The two competing cases are Bandimere v. SEC, 844 F.3d 1168 (10th Cir. 2016) out of the U.S. Court of Appeals for the Tenth Circuit and Lucia v. SEC, 832 F.3d 277 (D.C. Cir. 2016) out of the U.S. Court of Appeals for the D.C. Circuit. The two courts reached opposite conclusions regarding whether an ALJ should be treated as an “inferior officer” that must be nominated in accordance with the requirements of the Appointments Clause of the Constitution. All interested parties have filed petitions for certiorari, which are pending before the Court.

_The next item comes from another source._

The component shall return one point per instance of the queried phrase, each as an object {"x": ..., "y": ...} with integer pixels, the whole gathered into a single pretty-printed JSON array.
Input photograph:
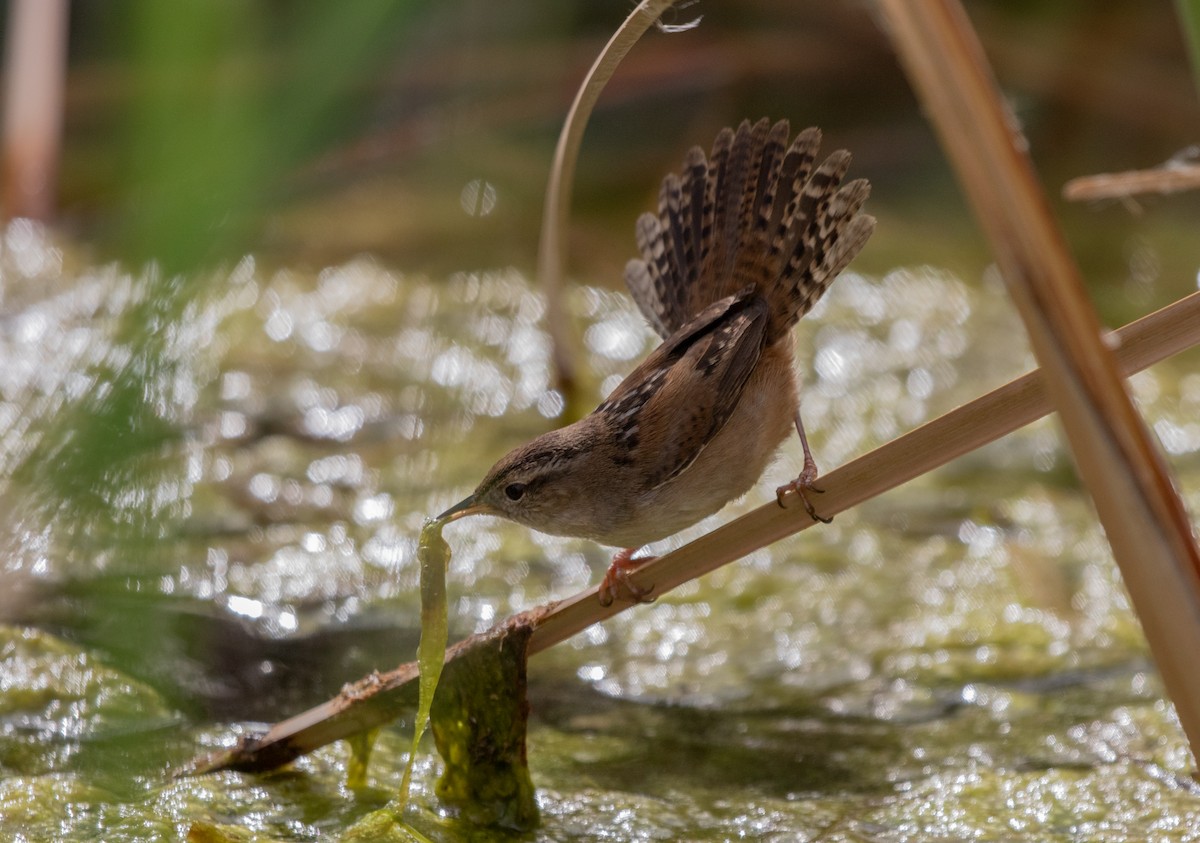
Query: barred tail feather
[{"x": 755, "y": 213}]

In Bandimere, the SEC brought an enforcement action against David Bandimere, a Colorado businessman, for violation of various securities laws. The matter was referred to an ALJ who, after a hearing, barred him from the securities industry and imposed civil penalties. Bandimere challenged the ALJ decision by alleging, among other things, that the use of an ALJ violated the Appointments Clause of the Constitution, which provides:
[The President] shall nominate, and by and with the Advice and Consent of the Senate, shall appoint Ambassadors, other public Ministers and Consuls, Judges of the Supreme Court, and all other Officers of the United States whose Appointments are not herein otherwise provided for…
The Tenth Circuit examined the role and authority of an ALJ to determine whether they are more akin to an “inferior officer,” which “connotes a relationship with some higher ranking office or officers below the President” or whether they are merely subordinate employees. The court ultimately determined that ALJs had “significant discretion” in “carrying out…important functions” in their role as quasi-judges, which is a hallmark characteristic of an “inferior officer” as defined in prior cases within the circuit. Based on this determination, the SEC’s decision predicated on the ALJ opinion was set aside.
By contrast, in Lucia, the D.C. Circuit held that ALJs were merely employees whose appointment did not need to comport with Constitutional requirements. The court in Lucia instead believed that ALJs were more akin to employees because they lack “final decision making authority” even though their decisions carry significant weight and are generally adopted by the SEC. In contrast to the 10th Circuit, the finality of the decision-making process is one of three criteria established in prior D.C. Circuit decisions to determine whether someone is defined as an “inferior officer.”
The outcome of this debate will have a great impact on the forum for future SEC enforcement proceedings and potentially create opportunities for appeal in prior ALJ adjudications.